Birinci Cihan Harbi’nden sonra Osmanlı Devleti bir çok cephede (Çanakkale , 1.-2. Gazze savaşlarında , Kut-ül Amare’de , Kafkas İslam Ordusu ile Kafkaslar’da , Kazım Karabekir Paşa öncülüğünde Doğu Anadolu’da İngiliz Fransız ermeni güçlerine karşı büyük zaferler kazanmış olmasına rağmen müttefiklerinin silah bırakması üzerine yenik sayılmıştı.
31 Kasım 1918’de devletimiz mütareke yapmaya mecbur kalmış, Hamidiye kahramanı Rauf Orbay Limni adasında Mondros kasabasında ateşkesi imzalamıştır.
İngilizler bu mütareke hükümlerine istinaden 1 Ocak 1919’da Antep, 22 Şubat 1919’da Maraş ve 24 Mart 1919 da Urfa’ya asker çıkartmıştır. İngilizlerin Maraş’ta kaldığı sürece kayda değer bir hadise cereyan etmemişti.
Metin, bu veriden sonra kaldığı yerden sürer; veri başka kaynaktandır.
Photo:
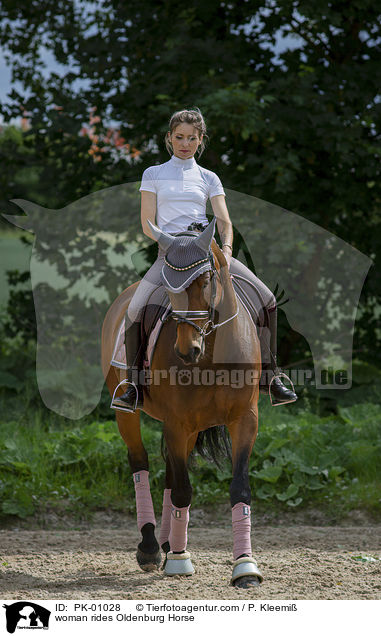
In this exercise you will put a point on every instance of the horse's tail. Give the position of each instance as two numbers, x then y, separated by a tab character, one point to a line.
214	445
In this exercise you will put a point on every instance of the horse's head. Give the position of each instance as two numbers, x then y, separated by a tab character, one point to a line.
192	277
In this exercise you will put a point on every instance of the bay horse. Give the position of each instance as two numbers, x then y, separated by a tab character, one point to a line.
208	330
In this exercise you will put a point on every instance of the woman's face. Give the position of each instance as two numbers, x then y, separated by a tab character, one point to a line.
185	141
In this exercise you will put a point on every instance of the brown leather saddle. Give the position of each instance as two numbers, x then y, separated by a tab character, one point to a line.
158	306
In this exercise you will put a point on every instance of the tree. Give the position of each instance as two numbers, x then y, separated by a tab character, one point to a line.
301	129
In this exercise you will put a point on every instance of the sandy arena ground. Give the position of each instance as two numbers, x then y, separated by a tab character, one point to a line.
97	561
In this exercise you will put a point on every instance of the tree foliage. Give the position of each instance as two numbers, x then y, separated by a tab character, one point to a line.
300	128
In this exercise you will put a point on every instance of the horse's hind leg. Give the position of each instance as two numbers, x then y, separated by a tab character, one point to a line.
243	433
148	552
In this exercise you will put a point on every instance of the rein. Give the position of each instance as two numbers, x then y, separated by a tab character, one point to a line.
186	315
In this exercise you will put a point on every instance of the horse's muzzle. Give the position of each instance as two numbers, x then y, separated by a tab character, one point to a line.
191	356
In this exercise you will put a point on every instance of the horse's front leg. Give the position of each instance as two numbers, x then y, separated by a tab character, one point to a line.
243	432
176	501
148	552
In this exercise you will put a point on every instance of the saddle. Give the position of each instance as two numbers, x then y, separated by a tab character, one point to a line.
158	306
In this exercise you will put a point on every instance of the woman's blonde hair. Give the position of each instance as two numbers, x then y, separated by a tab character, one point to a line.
193	117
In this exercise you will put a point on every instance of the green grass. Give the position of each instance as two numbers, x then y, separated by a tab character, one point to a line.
299	460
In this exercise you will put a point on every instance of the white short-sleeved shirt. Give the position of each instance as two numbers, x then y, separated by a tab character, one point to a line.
182	188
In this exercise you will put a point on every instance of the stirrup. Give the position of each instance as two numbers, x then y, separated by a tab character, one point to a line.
126	409
277	375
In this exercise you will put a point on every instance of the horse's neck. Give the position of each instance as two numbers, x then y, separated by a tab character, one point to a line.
228	304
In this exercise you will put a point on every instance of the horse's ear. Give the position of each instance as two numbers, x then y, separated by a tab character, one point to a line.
163	239
33	218
205	238
220	256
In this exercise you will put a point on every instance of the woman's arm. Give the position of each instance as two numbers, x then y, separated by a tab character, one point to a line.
148	211
224	225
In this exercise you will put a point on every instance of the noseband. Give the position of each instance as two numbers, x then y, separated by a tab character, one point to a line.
188	316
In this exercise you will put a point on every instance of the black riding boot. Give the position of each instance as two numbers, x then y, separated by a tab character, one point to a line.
134	359
270	379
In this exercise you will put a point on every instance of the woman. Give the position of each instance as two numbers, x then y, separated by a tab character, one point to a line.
174	195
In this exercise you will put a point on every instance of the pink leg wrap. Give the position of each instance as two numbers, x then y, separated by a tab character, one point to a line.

Daha sonra İngilizlerin Fransızlarla yaptığı anlaşma neticesinde 31 Ekim 1919’da (Maraş’taki Ermenilerin taşkınlıkları eşliğinde) Fransızlar Maraş’a girmiştir.
DEVLETTEN MİLLETE İNTİKAL EDEN BÜYÜK GÖREV:
Osmanlı devletinin düşmanlarına kayıtsız şartsız teslim olmasından sonra Türk milleti, yurt ve şerefinin savunmasının artık devletinden milletine intikal ettiği düşüncesi ile başının çaresine bizzat bakmak için harekete geçmişti. Bu sebeple de Türk milletini Milli Mücadele etrafında birleştirmek gayesi ile başta Erzurum ve Sivas olmak üzere birçok vilayette müdafaa-i hukuk cemiyetleri kurmuştur.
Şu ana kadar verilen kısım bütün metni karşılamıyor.